My vision blurs red.

This has Cormac written all over it. His brand. His cruelty. Just like our father—he doesn’t flinch using innocents to wage his wars. Collateral damage isn’t collateral to him. It’s the point.

And I know without a single doubt in my mind—he’s planning on making Seraphina the next body I find.

Sylvia’s hand looks wrong.

I don’t notice it at first, not until I lean closer and see how tightly her fingers are curled, rigid even in death. Something has been forced there, shoved between them. I ease it free, the paper crinkling in my blood-slick gloves as I unroll it.

Two words stare back at me, written in thick black ink.

Time’s up.

The same words that had been painted across the atrium wall yesterday.

The sound of the garage door crashing open behind me makes me whip my head around. Jaxon bursts in, his laptop already open, his face pale with sweat.

“We’ve got two problems,” he announces, voice carrying over the heavy silence of the parking deck.

I push to my feet, the note still clutched in my fist, and shove it at Lucian. “And another message,” I grind out, the words thick with rage.
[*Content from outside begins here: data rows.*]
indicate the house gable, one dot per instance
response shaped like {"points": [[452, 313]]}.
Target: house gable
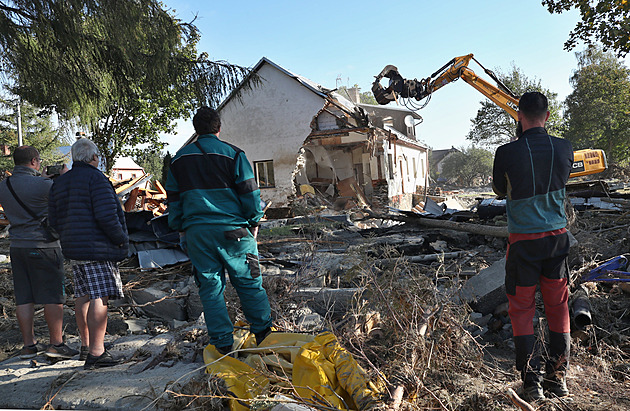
{"points": [[271, 122]]}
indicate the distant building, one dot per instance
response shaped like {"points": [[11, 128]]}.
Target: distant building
{"points": [[302, 136], [125, 168], [437, 160]]}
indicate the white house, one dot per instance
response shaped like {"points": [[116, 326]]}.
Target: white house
{"points": [[296, 132], [125, 168]]}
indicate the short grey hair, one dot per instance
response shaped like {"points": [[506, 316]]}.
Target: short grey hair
{"points": [[84, 150]]}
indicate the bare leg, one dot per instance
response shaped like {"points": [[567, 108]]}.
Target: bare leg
{"points": [[81, 306], [25, 313], [97, 324], [53, 313]]}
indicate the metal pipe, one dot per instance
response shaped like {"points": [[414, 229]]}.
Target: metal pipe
{"points": [[581, 309]]}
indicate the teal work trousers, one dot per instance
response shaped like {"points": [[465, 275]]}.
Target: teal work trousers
{"points": [[215, 251]]}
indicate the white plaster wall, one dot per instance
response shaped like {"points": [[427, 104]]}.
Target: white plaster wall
{"points": [[271, 123], [406, 155]]}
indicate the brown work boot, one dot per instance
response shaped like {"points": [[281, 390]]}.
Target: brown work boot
{"points": [[556, 384], [531, 391]]}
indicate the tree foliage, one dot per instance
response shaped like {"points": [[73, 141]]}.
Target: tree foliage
{"points": [[151, 162], [493, 126], [38, 130], [125, 69], [598, 109], [468, 167], [606, 21]]}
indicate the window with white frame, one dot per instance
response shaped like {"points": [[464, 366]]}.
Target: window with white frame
{"points": [[264, 173]]}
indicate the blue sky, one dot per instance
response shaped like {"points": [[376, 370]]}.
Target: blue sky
{"points": [[353, 40]]}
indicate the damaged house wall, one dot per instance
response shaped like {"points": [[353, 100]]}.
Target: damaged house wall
{"points": [[297, 132], [270, 124], [408, 177]]}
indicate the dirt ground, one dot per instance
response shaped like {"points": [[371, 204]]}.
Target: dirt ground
{"points": [[408, 331]]}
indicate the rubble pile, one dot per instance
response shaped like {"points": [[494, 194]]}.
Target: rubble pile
{"points": [[421, 308]]}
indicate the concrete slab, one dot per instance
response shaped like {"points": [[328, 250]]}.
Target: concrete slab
{"points": [[66, 385], [485, 291]]}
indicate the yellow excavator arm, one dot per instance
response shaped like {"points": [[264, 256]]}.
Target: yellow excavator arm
{"points": [[589, 161]]}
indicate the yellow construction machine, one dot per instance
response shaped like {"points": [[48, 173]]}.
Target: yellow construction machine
{"points": [[589, 161]]}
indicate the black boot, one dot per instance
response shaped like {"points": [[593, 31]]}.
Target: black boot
{"points": [[557, 363], [528, 362]]}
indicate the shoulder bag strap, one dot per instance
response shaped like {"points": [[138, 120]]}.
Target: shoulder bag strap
{"points": [[202, 150], [28, 210]]}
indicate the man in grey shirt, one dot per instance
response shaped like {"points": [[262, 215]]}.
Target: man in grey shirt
{"points": [[37, 264]]}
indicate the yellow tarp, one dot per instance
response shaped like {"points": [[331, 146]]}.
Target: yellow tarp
{"points": [[318, 369]]}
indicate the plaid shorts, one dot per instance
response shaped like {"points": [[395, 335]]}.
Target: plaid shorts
{"points": [[97, 279]]}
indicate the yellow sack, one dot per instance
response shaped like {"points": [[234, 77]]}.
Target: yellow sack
{"points": [[316, 366]]}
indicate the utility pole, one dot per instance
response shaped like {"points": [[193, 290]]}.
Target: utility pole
{"points": [[18, 113]]}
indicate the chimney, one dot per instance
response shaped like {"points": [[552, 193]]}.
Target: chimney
{"points": [[354, 95]]}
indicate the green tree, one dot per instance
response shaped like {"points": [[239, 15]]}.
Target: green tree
{"points": [[470, 166], [125, 69], [598, 108], [152, 162], [606, 21], [166, 164], [493, 126], [38, 130]]}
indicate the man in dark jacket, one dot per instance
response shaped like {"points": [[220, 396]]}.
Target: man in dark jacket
{"points": [[214, 202], [533, 171], [86, 212], [36, 264]]}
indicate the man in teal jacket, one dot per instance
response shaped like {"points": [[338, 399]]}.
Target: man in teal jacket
{"points": [[214, 202]]}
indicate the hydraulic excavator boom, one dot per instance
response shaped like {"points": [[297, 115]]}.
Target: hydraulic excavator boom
{"points": [[589, 161]]}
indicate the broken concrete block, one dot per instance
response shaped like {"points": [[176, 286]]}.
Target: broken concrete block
{"points": [[194, 307], [327, 301], [485, 291], [159, 304], [310, 322], [137, 325]]}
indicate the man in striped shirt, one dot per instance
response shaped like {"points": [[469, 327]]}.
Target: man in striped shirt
{"points": [[532, 172]]}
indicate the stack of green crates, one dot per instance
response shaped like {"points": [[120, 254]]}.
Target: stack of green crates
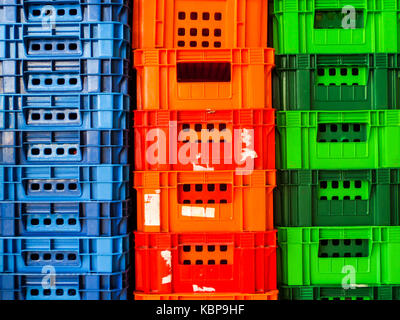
{"points": [[337, 86]]}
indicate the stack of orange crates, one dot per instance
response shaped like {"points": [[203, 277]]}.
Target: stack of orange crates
{"points": [[204, 151]]}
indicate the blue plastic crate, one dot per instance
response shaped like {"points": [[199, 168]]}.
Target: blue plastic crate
{"points": [[63, 147], [65, 39], [28, 11], [64, 111], [112, 286], [64, 183], [64, 254], [83, 219], [64, 75]]}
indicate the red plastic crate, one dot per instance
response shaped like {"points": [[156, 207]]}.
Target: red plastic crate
{"points": [[248, 140], [200, 23], [205, 262], [270, 295], [181, 201], [212, 79]]}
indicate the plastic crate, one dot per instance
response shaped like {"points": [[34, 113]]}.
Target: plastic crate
{"points": [[34, 11], [70, 76], [241, 139], [63, 147], [64, 111], [200, 24], [205, 262], [84, 219], [271, 295], [64, 39], [187, 79], [337, 198], [337, 82], [64, 183], [218, 201], [339, 255], [64, 254], [318, 26], [338, 140], [111, 286], [334, 293]]}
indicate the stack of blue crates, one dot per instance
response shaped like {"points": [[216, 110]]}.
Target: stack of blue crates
{"points": [[64, 174]]}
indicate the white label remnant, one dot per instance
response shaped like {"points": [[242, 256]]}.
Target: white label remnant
{"points": [[196, 288], [166, 255], [188, 211], [247, 152], [152, 209], [166, 279]]}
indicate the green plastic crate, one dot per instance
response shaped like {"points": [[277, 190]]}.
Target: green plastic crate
{"points": [[306, 198], [315, 26], [338, 293], [338, 140], [337, 82], [322, 256]]}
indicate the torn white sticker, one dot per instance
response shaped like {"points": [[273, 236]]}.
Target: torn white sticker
{"points": [[196, 288], [199, 212], [197, 167], [166, 279], [247, 152], [152, 209], [166, 255]]}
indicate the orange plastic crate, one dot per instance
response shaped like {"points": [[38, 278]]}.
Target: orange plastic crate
{"points": [[200, 23], [209, 141], [204, 201], [271, 295], [184, 79], [205, 262]]}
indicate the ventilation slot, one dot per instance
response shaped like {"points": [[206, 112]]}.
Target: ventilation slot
{"points": [[343, 248], [204, 72], [342, 132], [209, 254], [204, 193]]}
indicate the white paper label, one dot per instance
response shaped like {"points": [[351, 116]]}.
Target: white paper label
{"points": [[188, 211], [152, 209]]}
Lucian takes it, his eyes scanning quickly before his jaw locks hard enough I hear the faint crack of his teeth.

Jaxon doesn’t pause. He strides to the nearest car and slams the laptop down on its hood, the glow of the screen washing his face in cold light. “Seraphina’s apartment has gone dark again. And—” his voice falters, just for a breath, “—there’s already a 911 call about an explosion.”